Distilling Large Language Models for Network Active Queue Management
This work addresses the need for smarter packet traffic management in dynamic network scenarios, offering a solution for network engineers and researchers, though it appears incremental as it builds on existing LLM and AQM techniques.
The authors tackled the challenge of improving Active Queue Management (AQM) for low-latency networks by distilling Large Language Models (LLMs) into AQM-LLM, which enhanced queue management, prevented congestion, reduced latency, and boosted network performance in evaluations.

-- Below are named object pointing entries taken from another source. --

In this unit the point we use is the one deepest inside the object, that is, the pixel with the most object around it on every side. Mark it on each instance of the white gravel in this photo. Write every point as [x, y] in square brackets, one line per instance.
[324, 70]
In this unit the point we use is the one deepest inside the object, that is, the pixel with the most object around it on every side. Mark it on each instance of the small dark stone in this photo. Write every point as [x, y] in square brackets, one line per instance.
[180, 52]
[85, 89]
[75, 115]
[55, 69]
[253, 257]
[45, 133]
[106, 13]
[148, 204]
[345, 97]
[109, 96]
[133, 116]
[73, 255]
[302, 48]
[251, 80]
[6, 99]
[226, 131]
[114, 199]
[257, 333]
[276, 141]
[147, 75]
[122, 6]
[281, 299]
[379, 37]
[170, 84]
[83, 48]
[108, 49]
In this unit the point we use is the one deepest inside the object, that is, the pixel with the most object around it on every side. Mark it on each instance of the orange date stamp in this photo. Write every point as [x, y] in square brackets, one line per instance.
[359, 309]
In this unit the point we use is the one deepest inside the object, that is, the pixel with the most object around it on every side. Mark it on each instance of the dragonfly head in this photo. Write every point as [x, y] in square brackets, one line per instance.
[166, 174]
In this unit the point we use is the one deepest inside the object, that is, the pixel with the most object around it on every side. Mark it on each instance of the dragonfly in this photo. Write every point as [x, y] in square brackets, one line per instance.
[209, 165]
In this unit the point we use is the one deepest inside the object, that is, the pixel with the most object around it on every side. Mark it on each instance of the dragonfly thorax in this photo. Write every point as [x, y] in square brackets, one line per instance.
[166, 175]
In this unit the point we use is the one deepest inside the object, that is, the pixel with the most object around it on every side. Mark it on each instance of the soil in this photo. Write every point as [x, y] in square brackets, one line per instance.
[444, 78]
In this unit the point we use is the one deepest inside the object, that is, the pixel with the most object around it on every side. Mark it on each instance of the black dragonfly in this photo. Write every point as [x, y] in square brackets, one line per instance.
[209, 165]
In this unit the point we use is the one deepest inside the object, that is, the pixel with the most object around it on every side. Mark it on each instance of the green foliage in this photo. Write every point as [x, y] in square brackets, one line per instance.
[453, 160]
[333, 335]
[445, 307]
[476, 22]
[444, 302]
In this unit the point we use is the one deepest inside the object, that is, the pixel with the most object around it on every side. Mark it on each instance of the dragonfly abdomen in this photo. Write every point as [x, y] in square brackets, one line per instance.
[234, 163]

The growing complexity of network traffic and demand for ultra-low latency communication require smarter packet traffic management. Existing Deep Learning-based queuing approaches struggle with dynamic network scenarios and demand high engineering effort. We propose AQM-LLM, distilling Large Language Models (LLMs) with few-shot learning, contextual understanding, and pattern recognition to improve Active Queue Management (AQM) [RFC 9330] with minimal manual effort. We consider a specific case where AQM is Low Latency, Low Loss, and Scalable Throughput (L4S) and our design of AQM-LLM builds on speculative decoding and reinforcement-based distilling of LLM by tackling congestion prevention in the L4S architecture using Explicit Congestion Notification (ECN) [RFC 9331] and periodic packet dropping. We develop a new open-source experimental platform by executing L4S-AQM on FreeBSD-14, providing interoperable modules to support LLM integration and facilitate IETF recognition through wider testing. Our extensive evaluations show L4S-LLM enhances queue management, prevents congestion, reduces latency, and boosts network performance, showcasing LLMs' adaptability and efficiency in uplifting AQM systems.